TEXTO GERAL DA EXPOSIÇÃO POR ALEXANDRE SÁ
A alegria não é a prova dos nove( ou um arquipélago de singularidades )
... também é deste modo que o destino costuma comportar-se conosco, já está mesmo atrás de nós, já estendeu a mão para tocar-nos o ombro, e nós ainda vamos a murmurar, Acabou-se, não há mais que ver, é tudo igual - José Saramago
Ê bumba-iê-iê boi
Ano que vem, mês que foi
Ê bumba-iê-iê-iê
É a mesma dança, meu boi
Gilberto Gil e Torquato Neto
A alegria não é a prova dos nove é um projeto de ocupação da Casa França-Brasil com curadoria de Alexandre Sá, que não se inscreve como exposição coletiva, no sentido de uma construção ampliada com trabalhos diversos de modo a potencializar questões em comum. Trata-se, de revés, como explícito no subtítulo, de um arquipélago de pontos singulares, excêntricos, capazes de provocar, como indica o dicionário, a construção de um espaço-tempo onde as leis da física entram em colapso. Ou mais concretamente, de um conjunto de exposições individuais de artistas com poéticas díspares que atravessarão o barco do desejo de pensarem seus próprios trabalhos em relação à arquitetura da Casa França-Brasil a partir de um mote determinado: a frase já conhecida de Oswald de Andrade do Manifesto Antropófago, na qual a alegria surge como um sentimento capaz de provar operações elementares ou como prova inquestionável da relação, não necessariamente aditiva, entre eixos. Aqui para nós, a alegria não é passível de tal operação. Talvez ela nem mesmo possa caber em tamanha responsabilidade lógica.
Os tais 100 anos da Semana de Arte Moderna surgem apenas como névoa para que possamos pensar o Brasil, não necessariamente primitivo, mas profundo como um tropeço, como uma epifania, a partir de questões individuais que se colocarão nesse prédio e em sua (nossa) história. O desejo indiciário não é pensar o país estrito e dicotômico dentro de uma talvez já obsoleta cidade partida, mas discorrer em algum silêncio sobre aquele algo do país que ainda murmura, apesar de. Sem desconsiderar tantas histórias e narrativas que por aqui passaram, bem como seus bons fantasmas que talvez conosco, problematizem a velha tensão entre nós e os interesses internacionais.
Exatamente por isso, as ilhas desconhecidas do nosso arquipélago promoverão outras nuvens, sem nenhuma assertividade de precipitação, para que o público, de acordo com sua deambulação física e emocional, vá construindo suas teias de afeto, luto e regeneração.

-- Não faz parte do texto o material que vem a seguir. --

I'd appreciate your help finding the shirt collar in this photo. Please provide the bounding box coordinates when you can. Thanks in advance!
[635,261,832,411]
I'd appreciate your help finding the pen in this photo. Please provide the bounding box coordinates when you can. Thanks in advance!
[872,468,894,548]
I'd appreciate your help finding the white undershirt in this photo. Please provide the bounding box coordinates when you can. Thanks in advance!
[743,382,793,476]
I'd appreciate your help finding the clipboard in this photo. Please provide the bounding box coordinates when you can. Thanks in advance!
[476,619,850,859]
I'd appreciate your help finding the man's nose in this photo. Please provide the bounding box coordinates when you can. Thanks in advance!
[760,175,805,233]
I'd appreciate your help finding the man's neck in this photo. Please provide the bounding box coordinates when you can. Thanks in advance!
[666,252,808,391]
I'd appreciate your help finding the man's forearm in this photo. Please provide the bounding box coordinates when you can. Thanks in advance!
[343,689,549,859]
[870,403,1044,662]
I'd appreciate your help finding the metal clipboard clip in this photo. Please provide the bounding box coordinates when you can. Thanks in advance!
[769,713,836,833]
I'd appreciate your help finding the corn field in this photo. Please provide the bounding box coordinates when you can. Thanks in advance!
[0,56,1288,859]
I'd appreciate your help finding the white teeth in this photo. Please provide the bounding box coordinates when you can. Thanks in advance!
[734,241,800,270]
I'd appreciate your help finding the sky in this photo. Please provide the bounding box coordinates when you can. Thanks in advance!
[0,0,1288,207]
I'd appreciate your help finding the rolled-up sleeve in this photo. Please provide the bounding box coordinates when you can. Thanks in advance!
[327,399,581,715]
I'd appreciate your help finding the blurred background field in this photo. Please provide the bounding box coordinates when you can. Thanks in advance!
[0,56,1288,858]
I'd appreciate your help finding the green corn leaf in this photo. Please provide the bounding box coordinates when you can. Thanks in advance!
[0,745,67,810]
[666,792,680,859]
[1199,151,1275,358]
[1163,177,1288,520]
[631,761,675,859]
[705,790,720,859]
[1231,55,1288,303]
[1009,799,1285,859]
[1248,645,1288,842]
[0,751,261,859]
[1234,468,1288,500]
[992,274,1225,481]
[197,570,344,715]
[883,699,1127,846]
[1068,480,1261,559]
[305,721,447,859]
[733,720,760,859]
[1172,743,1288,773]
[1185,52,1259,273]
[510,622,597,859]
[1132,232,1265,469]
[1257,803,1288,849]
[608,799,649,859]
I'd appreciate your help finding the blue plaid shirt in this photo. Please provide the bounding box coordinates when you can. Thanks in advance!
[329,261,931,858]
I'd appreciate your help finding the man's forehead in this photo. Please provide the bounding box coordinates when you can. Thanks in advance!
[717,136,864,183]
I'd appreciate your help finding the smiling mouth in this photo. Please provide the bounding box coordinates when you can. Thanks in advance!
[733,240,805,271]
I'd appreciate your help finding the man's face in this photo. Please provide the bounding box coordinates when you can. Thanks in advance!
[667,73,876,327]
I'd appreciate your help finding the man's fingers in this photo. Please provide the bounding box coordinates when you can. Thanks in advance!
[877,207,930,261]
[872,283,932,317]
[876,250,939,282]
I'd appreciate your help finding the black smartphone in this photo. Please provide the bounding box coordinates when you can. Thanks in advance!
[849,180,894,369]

Exatamente por isso, uma das possíveis chaves que abrirão as portas quânticas que carregamos no peito, é um diálogo com a música Geleia Geral (em seu título emprestado de Décio Pignatari) de Torquato Neto e Gilberto Gil. Este último, buda nagô, precioso aniversariante em 2022 com seus 80 anos, assim como Caetano Veloso, Milton Nascimento e Paulinho da Viola, nos lembra que “A alegria é a prova dos nove. E a tristeza é teu porto seguro.”
Para nós, aqui, ainda dentro do navio naufragado, talvez seja possível apostar em xeque mate soçobrando que, se a alegria não é a prova dos nove, a tristeza também não é mais o nosso porto seguro. A questão que evola-se é reconstruir alguma maturidade outra para que desconfiemos um pouco dos portos, das âncoras, dos reis, das nossas certezas e de nós mesmxs. Para que pensemos uma rota outra de navegação coletiva, conscientemente frágil da fragilidade que implica em sabermos que antropofagia é o norte fundamental para toda e qualquer relação que sobrevive em nós e que não merecer ser obrigatoriamente violenta. Marulho.